Swap positions 0 and 1:

"ab" -> "ba"

This matches the target string.

Answer:

1

Example 2

Input:

s1 = "abc"
s2 = "bca"

Initial queue:

Current String	Swaps
"abc"	0

First mismatch:

Index	Current	Target
0	a	b

We need 'b' at index 0.

Possible swap:

j	current[j]
1	b

Swap:

"abc" -> "bac"

Queue becomes:

Current String	Swaps
"bac"	1

Now process "bac".

First mismatch:

Index	Current	Target
1	a	c

We need 'c' at index 1.

Possible swap:

j	current[j]
2	c

Swap:

"bac" -> "bca"

Target reached.

Answer:

2

Complexity Analysis

Measure	Complexity	Explanation
Time	O(n! / pruning)	BFS explores permutations, but pruning greatly reduces branching
Space	O(n!)	Visited states and BFS queue may store many permutations

Although the theoretical upper bound remains exponential, the pruning strategy is extremely effective in practice. At every step, we only explore swaps that directly improve the current mismatch, which dramatically cuts the search tree size.

Because the string length is at most 20 and the alphabet is very small, this optimized BFS is fast enough for all valid inputs.

Test Cases

solution = Solution()

assert solution.kSimilarity("ab", "ba") == 1
# Single swap needed

assert solution.kSimilarity("abc", "bca") == 2
# Requires two sequential swaps

assert solution.kSimilarity("abc", "abc") == 0
# Already equal

assert solution.kSimilarity("aabc", "abca") == 2
# Duplicate characters

assert solution.kSimilarity("abac", "baca") == 2
# Multiple valid swap paths

assert solution.kSimilarity("abcdef", "fabcde") == 5
# Long cyclic rotation

assert solution.kSimilarity("aaabbb", "bbbaaa") == 3
# Repeated characters with grouped swaps

assert solution.kSimilarity("abcde", "eabcd") == 4
# Rotation requiring multiple swaps

assert solution.kSimilarity("abab", "baba") == 2
# Duplicate alternating characters

assert solution.kSimilarity("a", "a") == 0
# Minimum length edge case

Test Summary

Test	Why
"ab" -> "ba"	Simplest nontrivial swap
"abc" -> "bca"	Multi-step transformation
"abc" -> "abc"	Already matching strings
"aabc" -> "abca"	Duplicate character handling
"abac" -> "baca"	Multiple possible BFS paths
"abcdef" -> "fabcde"	Longer permutation
"aaabbb" -> "bbbaaa"	Repeated grouped characters
"abcde" -> "eabcd"	Rotation pattern
"abab" -> "baba"	Alternating duplicates
"a" -> "a"	Smallest valid input

Edge Cases

One important edge case occurs when the strings are already equal. A careless BFS implementation might still enqueue states and perform unnecessary work. The implementation handles this immediately with an early return of 0.

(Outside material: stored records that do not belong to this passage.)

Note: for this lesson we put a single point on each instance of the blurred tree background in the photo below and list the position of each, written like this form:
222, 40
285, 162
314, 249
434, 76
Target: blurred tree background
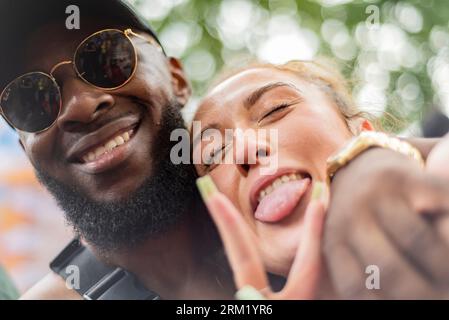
396, 53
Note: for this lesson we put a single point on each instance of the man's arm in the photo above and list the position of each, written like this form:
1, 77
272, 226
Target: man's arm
377, 217
51, 287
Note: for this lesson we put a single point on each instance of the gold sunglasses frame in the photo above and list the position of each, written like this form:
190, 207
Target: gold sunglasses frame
127, 33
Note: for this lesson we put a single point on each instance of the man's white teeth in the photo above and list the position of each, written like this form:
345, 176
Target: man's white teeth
278, 182
107, 147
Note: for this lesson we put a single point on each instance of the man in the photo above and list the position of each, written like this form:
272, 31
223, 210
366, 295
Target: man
106, 157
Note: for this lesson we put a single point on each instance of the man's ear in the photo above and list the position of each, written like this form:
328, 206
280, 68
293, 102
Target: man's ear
366, 125
21, 144
181, 86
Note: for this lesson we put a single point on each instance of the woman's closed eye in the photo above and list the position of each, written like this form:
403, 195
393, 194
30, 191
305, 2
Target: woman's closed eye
215, 157
277, 111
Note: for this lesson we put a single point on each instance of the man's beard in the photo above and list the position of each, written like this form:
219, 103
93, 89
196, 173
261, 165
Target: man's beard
152, 209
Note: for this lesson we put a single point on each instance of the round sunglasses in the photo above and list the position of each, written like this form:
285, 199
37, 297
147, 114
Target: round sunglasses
106, 60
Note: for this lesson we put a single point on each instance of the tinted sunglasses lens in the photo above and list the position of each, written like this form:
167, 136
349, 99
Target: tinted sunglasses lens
106, 59
31, 102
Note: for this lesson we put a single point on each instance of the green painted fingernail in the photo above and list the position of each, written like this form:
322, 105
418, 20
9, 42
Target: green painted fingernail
206, 186
318, 190
249, 293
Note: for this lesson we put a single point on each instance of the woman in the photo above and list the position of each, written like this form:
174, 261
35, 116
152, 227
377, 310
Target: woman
309, 105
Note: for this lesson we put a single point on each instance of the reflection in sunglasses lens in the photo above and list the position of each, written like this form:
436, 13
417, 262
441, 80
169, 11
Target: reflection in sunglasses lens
106, 59
31, 102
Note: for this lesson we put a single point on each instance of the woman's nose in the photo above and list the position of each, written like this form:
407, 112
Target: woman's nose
249, 153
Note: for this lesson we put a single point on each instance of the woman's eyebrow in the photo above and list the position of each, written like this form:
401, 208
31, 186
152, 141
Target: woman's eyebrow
257, 94
199, 136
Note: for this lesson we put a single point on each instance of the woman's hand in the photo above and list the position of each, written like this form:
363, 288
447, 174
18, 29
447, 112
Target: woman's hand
244, 258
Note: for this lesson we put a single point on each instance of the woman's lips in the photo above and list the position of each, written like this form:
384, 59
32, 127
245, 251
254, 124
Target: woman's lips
281, 202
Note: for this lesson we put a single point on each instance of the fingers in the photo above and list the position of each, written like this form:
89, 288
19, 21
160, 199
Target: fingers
240, 247
397, 277
305, 271
347, 274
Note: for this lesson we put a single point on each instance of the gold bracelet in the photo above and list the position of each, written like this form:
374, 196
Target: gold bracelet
365, 141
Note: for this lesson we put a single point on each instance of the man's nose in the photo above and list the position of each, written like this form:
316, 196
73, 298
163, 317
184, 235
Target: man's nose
82, 104
249, 153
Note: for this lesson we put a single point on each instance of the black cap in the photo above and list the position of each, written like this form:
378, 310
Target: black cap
18, 18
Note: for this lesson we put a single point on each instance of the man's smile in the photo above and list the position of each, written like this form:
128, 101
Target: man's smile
106, 147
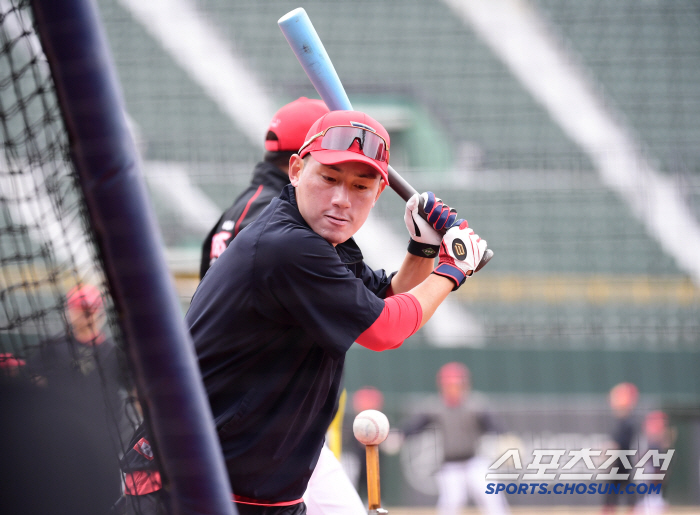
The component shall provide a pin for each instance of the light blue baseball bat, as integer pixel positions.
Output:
(307, 46)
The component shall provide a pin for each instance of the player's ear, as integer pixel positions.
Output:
(382, 185)
(296, 165)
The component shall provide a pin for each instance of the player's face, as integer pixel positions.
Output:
(335, 200)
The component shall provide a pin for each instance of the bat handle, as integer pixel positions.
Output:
(373, 489)
(406, 191)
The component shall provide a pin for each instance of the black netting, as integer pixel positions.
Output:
(68, 404)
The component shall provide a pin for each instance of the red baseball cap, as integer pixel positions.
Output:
(291, 123)
(451, 372)
(354, 152)
(7, 360)
(85, 297)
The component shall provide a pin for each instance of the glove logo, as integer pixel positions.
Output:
(459, 250)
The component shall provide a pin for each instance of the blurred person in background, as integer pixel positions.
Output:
(59, 443)
(623, 399)
(659, 436)
(85, 364)
(461, 421)
(10, 366)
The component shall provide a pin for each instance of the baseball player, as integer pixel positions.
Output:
(330, 491)
(461, 422)
(285, 135)
(273, 318)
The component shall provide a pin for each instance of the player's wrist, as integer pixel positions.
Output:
(452, 272)
(424, 250)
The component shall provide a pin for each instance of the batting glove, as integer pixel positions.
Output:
(425, 238)
(460, 253)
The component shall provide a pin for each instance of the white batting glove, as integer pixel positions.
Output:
(460, 253)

Another tricky case involves duplicate characters. For example, transforming "aabc" into "abca" can produce many equivalent swap sequences. Without careful pruning and a visited set, the algorithm could repeatedly explore the same states. The implementation avoids this by storing every visited string configuration.

A third important edge case is when multiple swap candidates exist for the same mismatch. Some swaps may appear useful but actually increase future work. BFS guarantees correctness here because it explores all states with the same swap count before moving deeper. Even if one branch is suboptimal, the optimal path will still be discovered first.

A final subtle edge case involves swapping characters that are already in their correct positions. Doing so can undo previous progress and explode the search space. The condition current[j] != s2[j] prevents these unnecessary swaps and significantly improves performance while preserving correctness.